Primer premio del IV Certamen de relatos familiares "David Varela" de Turón

A todas esas personas que como algunos de mis familiares deseaban volar en una época en la que la ley mandaba llevar las alas cortas por estética

En tiempos de hambre, érase una vez, o hace mucho tiempo, serían buenas palabras para comenzar un relato de este tipo, pero hay un pequeño problema, tan solo un apunte, esto no es un relato que se hace por encargo, no es una tarea de clase, es la historia de cómo una joven de Turón crece e intenta formarse como persona, a pesar de las adversidades de la época; (el año treinta y nueve) consigue escribirse una historia. Historias que tienen las niñas del carbón, las que crecieron viendo un río negro, con el ruido de las sirenas de la mina como banda sonora de unos dibujos animados, que no eran más que los árboles del valle que permanecían impasibles a pesar de las sacudidas del viento de las mañanas. Mañanas de viento feroz y niebla, idénticas a la mañana en la que esta historia comenzó a narrarse. Una mañana en la que una niña confundió una ardilla con un lobezno y emprendió, asustada, una carrera que empezaría en Villandio y terminaría en Carcarosa, porque aterrada quería escapar del lobo, si había un lobezno, cerca estaría la madre, ¿no?, pues cosas como esta, que nos parecen imposibles que hayan sucedido, debido a lo ingenua que tiene que ser una persona para que algo así le suceda, son los ladrillos de las paredes de esta historia.
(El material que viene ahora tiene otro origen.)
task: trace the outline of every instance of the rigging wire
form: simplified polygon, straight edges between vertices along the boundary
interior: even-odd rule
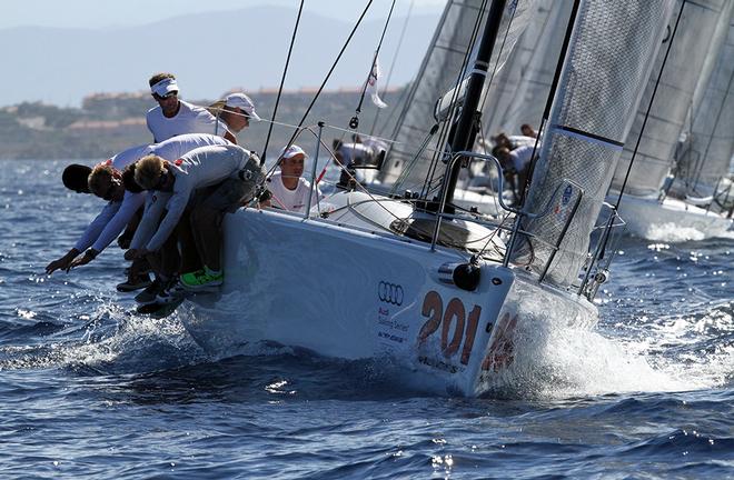
[[[390,63],[390,69],[387,72],[387,79],[385,80],[385,88],[390,84],[390,79],[393,78],[393,71],[395,69],[395,63],[397,62],[398,53],[400,52],[400,47],[403,47],[403,39],[405,38],[405,32],[408,29],[408,20],[410,20],[410,13],[413,12],[413,4],[415,3],[415,0],[410,0],[410,4],[408,6],[408,12],[406,13],[405,21],[403,22],[403,30],[400,30],[400,37],[398,38],[398,43],[395,49],[395,56],[393,57],[393,62]],[[364,96],[364,93],[363,93]],[[375,120],[373,121],[373,127],[369,129],[369,136],[371,137],[373,133],[375,132],[375,127],[377,126],[377,119],[379,119],[379,114],[383,110],[377,109],[377,113],[375,113]],[[395,109],[393,109],[395,111]],[[391,113],[390,113],[391,117]],[[389,117],[388,117],[389,120]],[[380,130],[381,133],[381,130]]]
[[[282,93],[282,84],[286,81],[286,73],[288,73],[288,64],[290,63],[290,53],[294,50],[294,43],[296,42],[296,33],[298,32],[298,24],[300,23],[300,14],[304,11],[304,1],[300,0],[300,7],[298,8],[298,17],[296,17],[296,26],[294,27],[294,34],[290,37],[290,47],[288,47],[288,56],[286,57],[286,66],[282,69],[282,77],[280,78],[280,87],[278,88],[278,97],[276,97],[276,104],[272,109],[272,119],[270,120],[270,126],[268,128],[268,136],[265,139],[265,148],[262,149],[261,162],[265,162],[265,159],[268,154],[268,143],[270,142],[270,133],[272,132],[272,124],[275,123],[276,113],[278,113],[278,104],[280,103],[280,94]]]
[[[452,128],[454,127],[455,119],[458,112],[458,96],[459,96],[459,90],[460,90],[460,84],[464,81],[464,76],[466,73],[467,66],[469,63],[469,57],[472,54],[472,51],[474,49],[474,44],[477,41],[477,37],[479,36],[479,29],[482,26],[482,20],[484,19],[485,12],[486,12],[486,7],[487,7],[487,0],[483,0],[482,6],[479,8],[479,14],[477,14],[477,19],[474,23],[474,28],[472,30],[472,36],[469,37],[469,42],[467,44],[467,49],[464,52],[464,59],[462,61],[462,68],[459,69],[459,73],[456,77],[456,83],[454,84],[454,90],[452,94],[452,101],[450,101],[450,110],[447,114],[447,120],[444,121],[442,126],[440,133],[438,134],[438,140],[437,140],[437,146],[439,148],[436,149],[434,153],[434,158],[430,160],[430,164],[428,166],[428,174],[426,176],[426,180],[424,181],[423,189],[420,190],[420,196],[424,198],[428,198],[428,194],[430,191],[435,191],[436,187],[435,184],[440,183],[440,176],[435,179],[436,174],[436,169],[438,168],[438,162],[440,158],[444,156],[445,149],[440,148],[442,146],[445,146],[446,142],[448,141],[448,137],[450,136]],[[434,184],[432,187],[432,183]]]
[[[377,50],[375,50],[375,57],[373,58],[373,63],[369,66],[369,72],[367,73],[367,81],[365,81],[365,86],[361,88],[361,97],[359,97],[359,104],[355,110],[355,116],[351,118],[351,120],[349,120],[349,127],[355,130],[359,127],[359,113],[361,113],[361,103],[365,101],[365,93],[367,92],[367,86],[369,84],[370,77],[373,76],[375,66],[377,64],[377,56],[379,54],[379,50],[383,47],[383,40],[385,40],[385,32],[387,32],[387,26],[390,24],[390,18],[393,17],[393,9],[395,8],[395,1],[396,0],[393,0],[393,4],[390,4],[390,11],[387,14],[387,20],[385,21],[385,27],[383,28],[383,34],[379,37],[379,42],[377,43]],[[377,72],[375,72],[375,77],[377,78]]]
[[[306,122],[306,118],[308,118],[308,114],[311,112],[311,109],[314,108],[314,104],[316,104],[316,100],[318,100],[319,96],[321,94],[321,91],[324,90],[324,87],[326,87],[326,82],[329,81],[329,78],[331,78],[331,73],[334,73],[334,70],[336,69],[337,63],[339,63],[339,60],[341,60],[341,56],[344,54],[344,51],[347,49],[349,46],[349,42],[351,41],[351,38],[354,37],[355,32],[357,31],[357,28],[361,23],[361,21],[365,18],[365,14],[367,14],[367,11],[369,10],[369,7],[373,4],[373,0],[369,0],[367,4],[365,6],[365,9],[363,10],[361,14],[359,16],[359,19],[357,19],[357,22],[355,23],[354,28],[351,29],[351,32],[349,32],[349,36],[347,37],[347,40],[344,42],[344,46],[341,47],[341,50],[339,50],[339,53],[337,54],[337,58],[334,60],[334,63],[331,64],[331,68],[329,68],[328,73],[324,78],[324,81],[319,86],[318,90],[316,91],[316,94],[311,99],[311,102],[308,104],[308,108],[304,112],[304,116],[301,117],[300,121],[298,122],[298,127],[296,127],[296,131],[294,131],[294,134],[290,137],[290,140],[286,143],[286,148],[290,147],[294,143],[294,140],[298,136],[298,131],[301,129],[304,126],[304,122]],[[280,163],[280,159],[270,168],[270,171],[275,171],[275,169],[278,167]],[[268,174],[270,173],[268,172]]]

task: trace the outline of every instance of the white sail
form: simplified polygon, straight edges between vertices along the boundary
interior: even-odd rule
[[[678,0],[676,12],[684,0]],[[710,49],[716,48],[716,27],[731,0],[685,1],[671,51],[665,62],[661,82],[642,133],[639,149],[626,181],[625,193],[656,194],[668,174],[675,148],[694,101],[696,86],[706,81],[706,58]],[[676,18],[671,19],[669,32]],[[625,182],[629,161],[642,130],[649,99],[655,90],[657,72],[663,67],[667,50],[664,44],[655,60],[654,72],[645,88],[643,101],[635,122],[627,136],[619,164],[614,174],[613,188],[619,190]]]
[[[495,49],[489,71],[493,71],[498,62],[502,64],[507,59],[533,11],[534,2],[529,0],[515,0],[508,3],[500,26],[500,32],[503,36],[507,32],[507,39],[502,53],[499,48]],[[442,94],[456,87],[459,79],[466,77],[465,69],[472,64],[472,57],[469,56],[466,62],[465,57],[467,50],[473,48],[473,31],[478,19],[486,18],[488,10],[489,2],[482,0],[449,0],[446,4],[395,128],[393,134],[395,143],[381,174],[384,182],[394,182],[403,173],[428,131],[436,123],[434,118],[436,101]],[[450,122],[450,119],[447,121]],[[423,184],[434,152],[439,148],[438,141],[439,136],[435,136],[420,154],[416,167],[407,174],[406,187],[415,188]]]
[[[680,146],[676,178],[690,194],[710,196],[716,182],[728,173],[734,154],[734,8],[722,12],[716,41],[724,41],[707,61],[714,63],[711,79],[694,101],[693,123]],[[726,21],[728,20],[728,21]],[[696,108],[697,107],[697,108]]]
[[[552,261],[552,283],[573,284],[586,261],[669,12],[664,1],[599,0],[579,8],[526,204],[530,212],[550,207],[550,213],[524,222],[527,238],[514,256],[534,270]]]
[[[523,123],[537,129],[550,91],[572,6],[573,0],[537,1],[527,29],[483,99],[482,124],[485,138],[503,131],[518,134]]]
Algunas de estas líneas revelan verdades vividas por muchas mujeres, amordazadas por el tiempo, sin más público que una taza de chocolate espeso y algún nieto que las intenta escuchar, sin llegarse a imaginar lo que las amantes del carbón han vivido. No son pocas, y todas ellas tienen historias muy parecidas a la mía, e inmensamente tan distintas al mismo tiempo, que sé, sin duda, que ninguno de vosotros, ni yo misma, podemos imaginar las cosas que han llegado a vivir. En este trozo de papel, en esta huella de voz, podéis viajar a un Turón fatigado por el hambre y el polvo negro. Podéis viajar a un pedazo de alma anónima, a la esquina mejor doblada de una mente llena de pliegues, podéis viajar a una infancia, al tiempo que no está sujeto a ningún nombre ni a ningún lugar concreto de este valle.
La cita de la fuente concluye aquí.